What is the back ground on the motor used junk yard or rebuilt and by who?
Dave ----
Ford Trucks for Ford Truck Enthusiasts
If your engine runs okay and has been like this for a whale then it's not your problem. if you had something causing it to turn hard it would seize pretty fast.
Don't forget to retard the timing and see if it makes a difference, don't trust your mark on the damper. a started doesn't have enough power to fight the engine.
What gauge cables are you using for the battery positive, negative, and starter?
To double up on dl's question, where are you jumping to, when it's successful? Straight to the starter? Just to the battery like normal? Or somewhere else?

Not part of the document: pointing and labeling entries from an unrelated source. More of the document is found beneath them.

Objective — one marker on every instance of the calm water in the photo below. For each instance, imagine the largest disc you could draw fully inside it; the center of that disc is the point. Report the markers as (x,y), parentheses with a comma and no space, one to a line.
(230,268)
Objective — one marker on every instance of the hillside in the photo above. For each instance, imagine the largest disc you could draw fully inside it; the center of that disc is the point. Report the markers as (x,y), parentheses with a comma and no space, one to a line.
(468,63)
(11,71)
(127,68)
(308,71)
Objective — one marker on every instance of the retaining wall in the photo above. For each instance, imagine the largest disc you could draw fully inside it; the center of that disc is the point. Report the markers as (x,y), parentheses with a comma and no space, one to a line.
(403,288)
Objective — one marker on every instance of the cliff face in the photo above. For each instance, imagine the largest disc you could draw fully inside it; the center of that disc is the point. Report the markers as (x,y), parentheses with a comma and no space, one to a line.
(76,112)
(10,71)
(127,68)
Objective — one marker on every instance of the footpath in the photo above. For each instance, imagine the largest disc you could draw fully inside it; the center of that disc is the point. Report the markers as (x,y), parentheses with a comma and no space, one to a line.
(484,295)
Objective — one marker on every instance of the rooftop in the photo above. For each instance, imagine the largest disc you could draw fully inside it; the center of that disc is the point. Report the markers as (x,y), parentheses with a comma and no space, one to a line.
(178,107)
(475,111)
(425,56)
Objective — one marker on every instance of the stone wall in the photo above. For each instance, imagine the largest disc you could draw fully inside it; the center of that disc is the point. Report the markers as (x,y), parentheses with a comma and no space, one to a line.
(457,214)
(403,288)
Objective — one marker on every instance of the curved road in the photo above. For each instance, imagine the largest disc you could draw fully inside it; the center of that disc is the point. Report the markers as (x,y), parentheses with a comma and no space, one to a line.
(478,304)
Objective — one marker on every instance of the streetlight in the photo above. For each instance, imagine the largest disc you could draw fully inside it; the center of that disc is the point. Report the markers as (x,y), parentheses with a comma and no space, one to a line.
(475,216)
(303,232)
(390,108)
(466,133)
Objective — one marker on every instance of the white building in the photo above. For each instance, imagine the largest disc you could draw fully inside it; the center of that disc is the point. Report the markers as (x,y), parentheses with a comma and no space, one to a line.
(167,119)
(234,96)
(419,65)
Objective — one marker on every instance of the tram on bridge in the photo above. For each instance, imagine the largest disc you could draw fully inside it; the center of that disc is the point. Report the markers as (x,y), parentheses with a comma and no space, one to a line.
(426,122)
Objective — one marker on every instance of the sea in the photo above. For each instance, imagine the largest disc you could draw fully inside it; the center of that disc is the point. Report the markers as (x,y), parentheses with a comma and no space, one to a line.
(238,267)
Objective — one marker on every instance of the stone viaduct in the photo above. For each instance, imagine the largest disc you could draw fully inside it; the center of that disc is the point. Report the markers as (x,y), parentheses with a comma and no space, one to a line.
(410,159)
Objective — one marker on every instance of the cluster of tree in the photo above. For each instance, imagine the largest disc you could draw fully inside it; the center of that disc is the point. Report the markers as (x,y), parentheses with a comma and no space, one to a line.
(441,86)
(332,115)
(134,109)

If directly to the battery, then it's NOT your battery cables. It's NOT your starter or starter cable. And it's NOT your starter relay. It's either multiple deficient batteries, or your positive or negative cables.
If to the starter relay's battery post, then it's NOT anything past that, and can only be on the battery and cable side.
If it's to the starter side of the starter relay, it could be all of the above and/or the starter relay itself. But this also adds the possibility (though pretty remote in my estimation) of a bad starter circuit from the key. That's the Red w/blue stripe wire on the "S" post of the starter relay. But if it's got even enough voltage to energize the relay, the other stuff should do the rest.
Still sounds like the battery and cable side of things, but you're still at the stage of ruling things out.
Unfortunately, every new or used part you add to the mix, means more things you now have to rule out again. Which is why testing is better than replacing, now more than ever.
You can revisit the starter if it turns out that you were jumping to the battery and it was only two good batteries that could crank it! Like a diesel!